I am not aware of how Storm manages this process, but you can certainly reflect tables in a database with sqlalchemy. For example, below is a basic example using a SQL Server instance that I have access to at the moment.
AN ENTIRE DATABASE
>>> from sqlalchemy import create_engine, MetaData
>>> engine = create_engine('mssql+pyodbc://<username>:<password>#<host>/<database>') # replace <username> with user name etc.
>>> meta = MetaData()
>>> meta.reflect(bind=engine)
>>> funds_table = meta.tables['funds'] # tables are stored in meta.tables dict
>>> funds_table # now stores database schema object
Table(u'funds', MetaData(bind=None), Column(u'fund_token', INTEGER(), table=<funds>, primary_key=True, nullable=False), Column(u'award_year_token', INTEGER(), ForeignKey(u'award_year_defn.award_year_token'), table=<funds>, nullable=False), ... Column(u'fin_aid_disclosure_category', VARCHAR(length=3, collation=u'SQL_Latin1_General_CP1_CI_AS'), table=<funds>), Column(u'report_as_additional_unsub', BIT(), table=<funds>, server_default=DefaultClause(<sqlalchemy.sql.expression.TextClause object at 0x000000000545B6D8>, for_update=False)), schema=None)

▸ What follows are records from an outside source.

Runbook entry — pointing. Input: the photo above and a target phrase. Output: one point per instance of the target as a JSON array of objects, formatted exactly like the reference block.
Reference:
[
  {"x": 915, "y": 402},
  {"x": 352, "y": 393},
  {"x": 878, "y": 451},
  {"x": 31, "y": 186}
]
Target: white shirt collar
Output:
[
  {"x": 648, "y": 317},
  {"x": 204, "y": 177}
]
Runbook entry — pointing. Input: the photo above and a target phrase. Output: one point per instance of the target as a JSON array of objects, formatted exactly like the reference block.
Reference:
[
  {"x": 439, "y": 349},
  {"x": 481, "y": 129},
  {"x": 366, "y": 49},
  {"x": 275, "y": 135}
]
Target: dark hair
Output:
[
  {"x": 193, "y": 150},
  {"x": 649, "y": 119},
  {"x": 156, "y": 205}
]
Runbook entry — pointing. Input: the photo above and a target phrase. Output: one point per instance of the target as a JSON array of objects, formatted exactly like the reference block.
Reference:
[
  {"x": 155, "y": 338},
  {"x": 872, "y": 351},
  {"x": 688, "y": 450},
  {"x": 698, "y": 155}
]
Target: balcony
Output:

If you merely want to reflect one table at a time, you can use the following code instead.
ONE TABLE AT A TIME (much faster)
>>> from sqlalchemy import Table, create_engine, MetaData
>>> engine = create_engine('mssql+pyodbc://<username>:<password>#<host>/<database>')
>>> meta = MetaData()
>>> funds_table = Table('funds', meta, autoload=True, autoload_with=engine) # indicate table name (here 'funds') with a string passed to Table as the first argument
>>> funds_table # now stores database schema object
Table(u'funds', MetaData(bind=None), Column(u'fund_token', INTEGER(), table=<funds>, primary_key=True, nullable=False), Column(u'award_year_token', INTEGER(), ForeignKey(u'award_year_defn.award_year_token'), table=<funds>, nullable=False), ... Column(u'fin_aid_disclosure_category', VARCHAR(length=3, collation=u'SQL_Latin1_General_CP1_CI_AS'), table=<funds>), Column(u'report_as_additional_unsub', BIT(), table=<funds>, server_default=DefaultClause(<sqlalchemy.sql.expression.TextClause object at 0x000000000545B6D8>, for_update=False)), schema=None)
As you can probably imagine, you can then save the relevant tables' data for accessing the tables more quickly again in the future.